Aujourd’hui est mort un grand homme. Dans le cloître de sa dernière demeure, le pape émérite Benoît XVI s’est éteint à l’âge de 95 ans. Tous les fidèles, par leur respect et leurs plus sincères prières, rendent aujourd’hui hommage à la vie et à l’œuvre d’un homme de Dieu.
À toutes les étapes de sa vie de baptisé, Joseph Ratzinger a su remettre son travail dans les mains de Celui qui rend toute chose nouvelle. Il est certainement difficile de résumer la vie d’une personne de cette envergure, alors que la diversité de ses engagements ne peut être classée dans aucune catégorie.

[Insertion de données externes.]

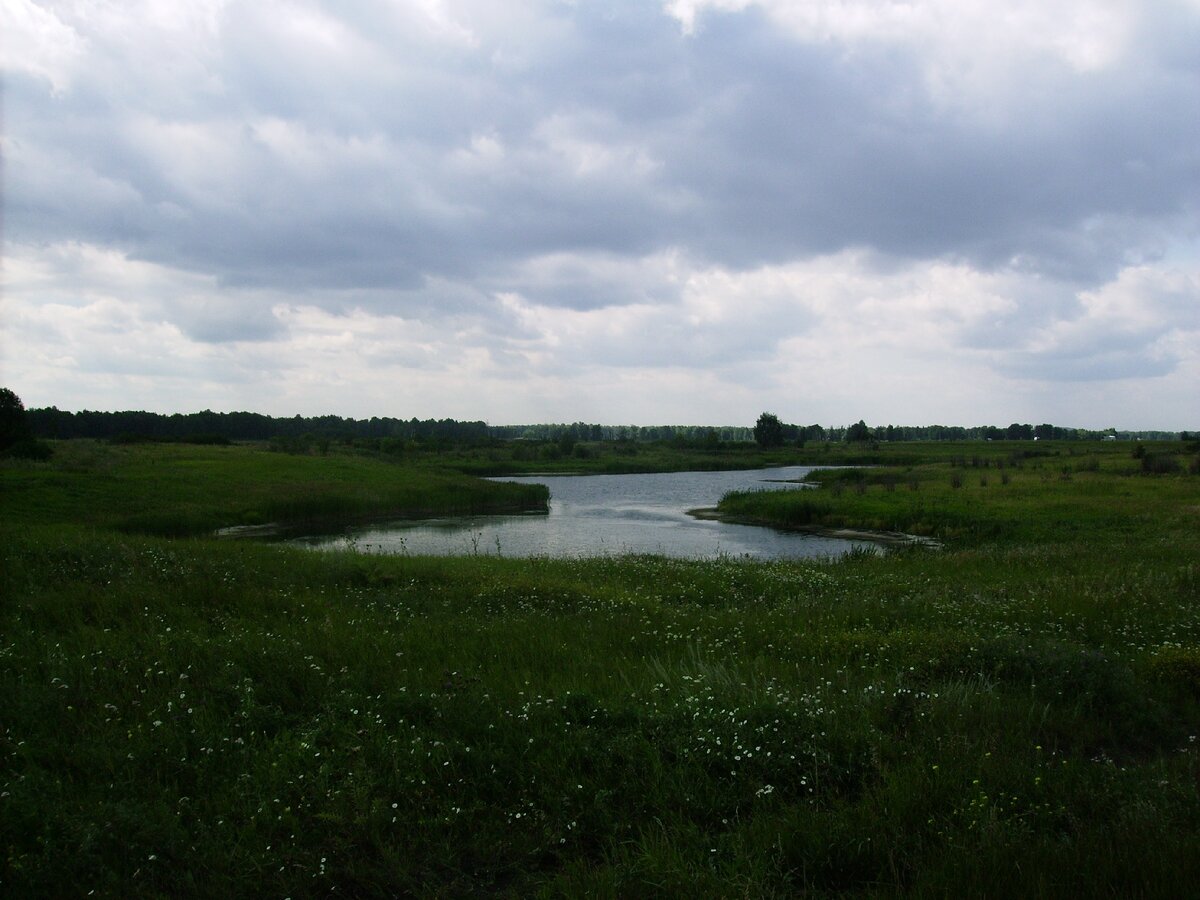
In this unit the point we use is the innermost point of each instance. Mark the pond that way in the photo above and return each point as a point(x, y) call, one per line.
point(605, 515)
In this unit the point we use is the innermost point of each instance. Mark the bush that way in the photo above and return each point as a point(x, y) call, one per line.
point(1177, 667)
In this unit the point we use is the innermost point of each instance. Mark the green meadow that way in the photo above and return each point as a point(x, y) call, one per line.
point(1013, 714)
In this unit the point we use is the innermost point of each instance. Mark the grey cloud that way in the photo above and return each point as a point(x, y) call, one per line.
point(760, 149)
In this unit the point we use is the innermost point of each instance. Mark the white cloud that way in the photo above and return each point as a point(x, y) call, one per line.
point(910, 211)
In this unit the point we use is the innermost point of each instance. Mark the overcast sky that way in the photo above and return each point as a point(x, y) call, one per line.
point(947, 211)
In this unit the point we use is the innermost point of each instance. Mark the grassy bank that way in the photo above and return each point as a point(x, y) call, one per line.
point(186, 490)
point(1017, 714)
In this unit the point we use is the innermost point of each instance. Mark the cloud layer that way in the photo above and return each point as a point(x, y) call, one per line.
point(618, 211)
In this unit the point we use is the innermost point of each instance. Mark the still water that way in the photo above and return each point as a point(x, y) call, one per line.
point(604, 515)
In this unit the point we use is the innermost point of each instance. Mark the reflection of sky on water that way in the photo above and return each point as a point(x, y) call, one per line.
point(603, 515)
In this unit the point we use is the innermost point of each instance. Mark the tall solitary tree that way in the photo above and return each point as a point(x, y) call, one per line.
point(858, 431)
point(768, 431)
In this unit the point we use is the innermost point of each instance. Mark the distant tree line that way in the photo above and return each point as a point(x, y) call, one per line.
point(209, 426)
point(52, 423)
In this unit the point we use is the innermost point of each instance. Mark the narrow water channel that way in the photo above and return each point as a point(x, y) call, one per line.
point(605, 515)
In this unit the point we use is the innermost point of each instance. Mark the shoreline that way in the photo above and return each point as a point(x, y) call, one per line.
point(888, 539)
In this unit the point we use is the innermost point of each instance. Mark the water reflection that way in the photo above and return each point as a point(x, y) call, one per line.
point(605, 515)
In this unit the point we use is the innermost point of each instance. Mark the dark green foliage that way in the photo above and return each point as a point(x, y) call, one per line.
point(1012, 715)
point(13, 421)
point(768, 431)
point(858, 432)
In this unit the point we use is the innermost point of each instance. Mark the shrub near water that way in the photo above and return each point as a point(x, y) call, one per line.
point(201, 718)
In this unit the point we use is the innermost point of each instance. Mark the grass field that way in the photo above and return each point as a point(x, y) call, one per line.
point(1017, 714)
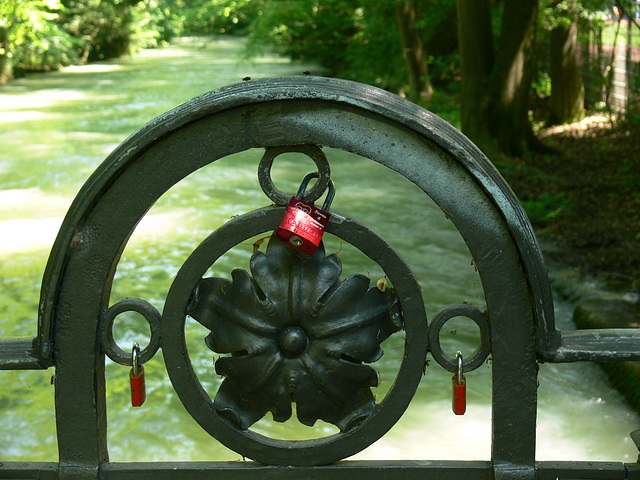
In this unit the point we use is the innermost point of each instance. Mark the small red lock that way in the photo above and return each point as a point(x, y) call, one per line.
point(303, 223)
point(136, 377)
point(459, 389)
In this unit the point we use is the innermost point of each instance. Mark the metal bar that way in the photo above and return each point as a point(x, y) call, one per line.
point(580, 470)
point(349, 470)
point(598, 345)
point(20, 354)
point(29, 470)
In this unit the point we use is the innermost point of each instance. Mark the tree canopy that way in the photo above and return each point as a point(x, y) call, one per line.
point(497, 54)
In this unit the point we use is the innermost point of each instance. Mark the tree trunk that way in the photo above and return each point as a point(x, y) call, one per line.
point(413, 51)
point(475, 40)
point(511, 77)
point(4, 60)
point(567, 90)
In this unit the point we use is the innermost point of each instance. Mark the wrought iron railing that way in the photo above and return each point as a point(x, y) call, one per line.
point(292, 329)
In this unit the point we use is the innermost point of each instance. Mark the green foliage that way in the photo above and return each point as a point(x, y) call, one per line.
point(103, 29)
point(30, 38)
point(207, 17)
point(546, 207)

Que retenir de l’esprit et de l’héritage de ce grand pape ?
Parlons tout d’abord de sa grande fidélité à la grâce reçue lors de ses engagements sacerdotaux, ensuite, la finesse de son travail théologique et sa collaboration étroite avec le saint pape Jean-Paul II et, enfin, le côté profondément réformateur de son pontificat.
Un Père de l’Église postconciliaire
Joseph Ratzinger a été d’abord et avant tout un théologien féru de contemplation du mystère divin.

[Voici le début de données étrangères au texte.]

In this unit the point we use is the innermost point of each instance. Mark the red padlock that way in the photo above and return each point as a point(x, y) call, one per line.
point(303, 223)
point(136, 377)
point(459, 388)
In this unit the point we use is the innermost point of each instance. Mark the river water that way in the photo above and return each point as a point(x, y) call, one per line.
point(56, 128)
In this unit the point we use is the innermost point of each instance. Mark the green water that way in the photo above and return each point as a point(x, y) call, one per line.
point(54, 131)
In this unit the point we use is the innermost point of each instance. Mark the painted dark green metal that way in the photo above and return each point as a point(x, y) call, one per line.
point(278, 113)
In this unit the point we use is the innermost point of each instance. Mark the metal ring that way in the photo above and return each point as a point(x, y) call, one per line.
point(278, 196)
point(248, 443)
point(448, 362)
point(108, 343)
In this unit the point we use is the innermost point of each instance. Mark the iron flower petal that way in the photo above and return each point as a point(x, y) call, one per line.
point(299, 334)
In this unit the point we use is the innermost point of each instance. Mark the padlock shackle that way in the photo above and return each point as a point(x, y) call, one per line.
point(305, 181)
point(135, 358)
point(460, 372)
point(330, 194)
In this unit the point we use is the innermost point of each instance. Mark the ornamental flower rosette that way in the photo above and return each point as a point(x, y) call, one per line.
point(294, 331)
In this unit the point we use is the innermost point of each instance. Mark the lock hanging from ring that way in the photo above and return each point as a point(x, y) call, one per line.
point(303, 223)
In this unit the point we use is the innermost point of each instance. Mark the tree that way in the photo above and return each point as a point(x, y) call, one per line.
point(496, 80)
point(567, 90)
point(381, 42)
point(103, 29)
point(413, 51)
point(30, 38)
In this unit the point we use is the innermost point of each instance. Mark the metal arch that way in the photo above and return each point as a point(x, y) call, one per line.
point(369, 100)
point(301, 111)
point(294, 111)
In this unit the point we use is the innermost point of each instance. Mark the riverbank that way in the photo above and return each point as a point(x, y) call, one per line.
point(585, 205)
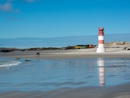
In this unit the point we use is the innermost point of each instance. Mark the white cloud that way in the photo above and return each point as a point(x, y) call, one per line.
point(7, 7)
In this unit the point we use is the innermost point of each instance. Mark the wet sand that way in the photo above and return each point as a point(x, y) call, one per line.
point(120, 91)
point(81, 53)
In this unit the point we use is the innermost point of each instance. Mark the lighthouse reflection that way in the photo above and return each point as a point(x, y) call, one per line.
point(100, 63)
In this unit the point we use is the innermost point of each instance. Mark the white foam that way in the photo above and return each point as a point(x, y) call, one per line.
point(8, 63)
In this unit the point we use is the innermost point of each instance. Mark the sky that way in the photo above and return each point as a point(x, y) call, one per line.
point(61, 18)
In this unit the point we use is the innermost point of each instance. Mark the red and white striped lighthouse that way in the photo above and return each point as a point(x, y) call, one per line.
point(101, 48)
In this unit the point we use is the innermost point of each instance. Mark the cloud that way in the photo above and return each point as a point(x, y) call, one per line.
point(7, 7)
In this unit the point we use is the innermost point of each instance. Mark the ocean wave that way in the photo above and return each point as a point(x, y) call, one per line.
point(8, 63)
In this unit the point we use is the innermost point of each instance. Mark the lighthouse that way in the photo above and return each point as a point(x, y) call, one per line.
point(101, 48)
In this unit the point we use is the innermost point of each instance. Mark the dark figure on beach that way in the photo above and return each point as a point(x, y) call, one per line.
point(38, 53)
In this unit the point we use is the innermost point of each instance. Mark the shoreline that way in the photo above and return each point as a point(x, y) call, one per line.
point(57, 54)
point(118, 91)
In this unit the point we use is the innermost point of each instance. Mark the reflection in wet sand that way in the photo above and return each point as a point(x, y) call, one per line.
point(100, 63)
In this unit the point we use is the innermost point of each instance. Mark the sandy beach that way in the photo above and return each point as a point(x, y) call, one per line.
point(120, 91)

Que ce soit lors de ses recherches doctorales sur saint Bonaventure, ses nombreuses années comme professeur dans les plus prestigieuses universités allemandes ou son influence intellectuelle au cœur des grands débats qui ont marqué cette étape de sa vie, il a toujours su résister à la tentation d’emprisonner la Révélation dans un carcan idéologique.
Cette solidité que lui donnait la grâce de la fidélité à l’esprit du patrimoine théologique bimillénaire de l’Église, il savait la traduire de manière à ce qu’elle soit compréhensible aux hommes et aux femmes de notre temps. J’ai notamment en tête le livre de dialogue coécrit avec le philosophe Jürgen Habermas qui a certainement permis de délier bien des nœuds dans les facultés de l’époque.

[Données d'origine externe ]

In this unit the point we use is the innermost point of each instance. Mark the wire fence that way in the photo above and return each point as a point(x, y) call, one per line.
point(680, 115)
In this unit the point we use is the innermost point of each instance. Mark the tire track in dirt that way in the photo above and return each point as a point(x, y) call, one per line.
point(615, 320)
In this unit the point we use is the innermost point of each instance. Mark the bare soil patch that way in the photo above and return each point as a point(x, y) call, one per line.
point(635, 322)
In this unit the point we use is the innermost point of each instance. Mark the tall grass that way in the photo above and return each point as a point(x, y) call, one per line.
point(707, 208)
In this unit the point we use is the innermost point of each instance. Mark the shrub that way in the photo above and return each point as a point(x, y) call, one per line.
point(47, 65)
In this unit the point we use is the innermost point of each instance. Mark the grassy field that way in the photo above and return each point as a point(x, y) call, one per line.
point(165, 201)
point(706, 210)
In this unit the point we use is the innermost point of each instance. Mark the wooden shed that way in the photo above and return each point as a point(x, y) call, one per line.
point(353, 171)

Comme il le dira plus tard, sa vie s’est développée à l’image des moines bénédictins constructeurs de l’Europe qui, par leur recherche incessante de Dieu « vivaient les yeux tournés vers la fin du monde ou vers leur propre mort – mais au sens existentiel : derrière le provisoire, ils cherchaient le définitif ». Cette ouverture au dialogue le rendait également très lucide devant la naïveté de nombreux intellectuels des années 1970 prêts à échanger les trésors de la foi contre des contrefaçons.
Cherchant à garder une tension féconde entre le déjà-là et pas encore du Royaume de Dieu, Joseph Ratzinger a pu distinguer ce qui relevait de l’authentique Révélation en Jésus-Christ de tous les réductionnismes aussi populaires fussent-ils. Se tenir debout devant ce qui pourrait être qualifié de raz-de-marée de la confusion demandait beaucoup de courage. C’est certainement l’une des raisons pour laquelle il a été appelé à Rome.
Un collègue et ami fidèle
Après sa nomination en tant que cardinal et un bref passage de quatre ans à l’archevêché de Munich, Mgr Ratzinger a été appelé par Jean-Paul II à servir à la tête de la Congrégation pour la Doctrine de la Foi (CDF). Pendant 24 ans, en tant que Préfet de la CDF, il a collaboré au pontificat du saint pape polonais dans l’immense travail d’interprétation et d’application du Concile Vatican II à l’aube du nouveau millénaire.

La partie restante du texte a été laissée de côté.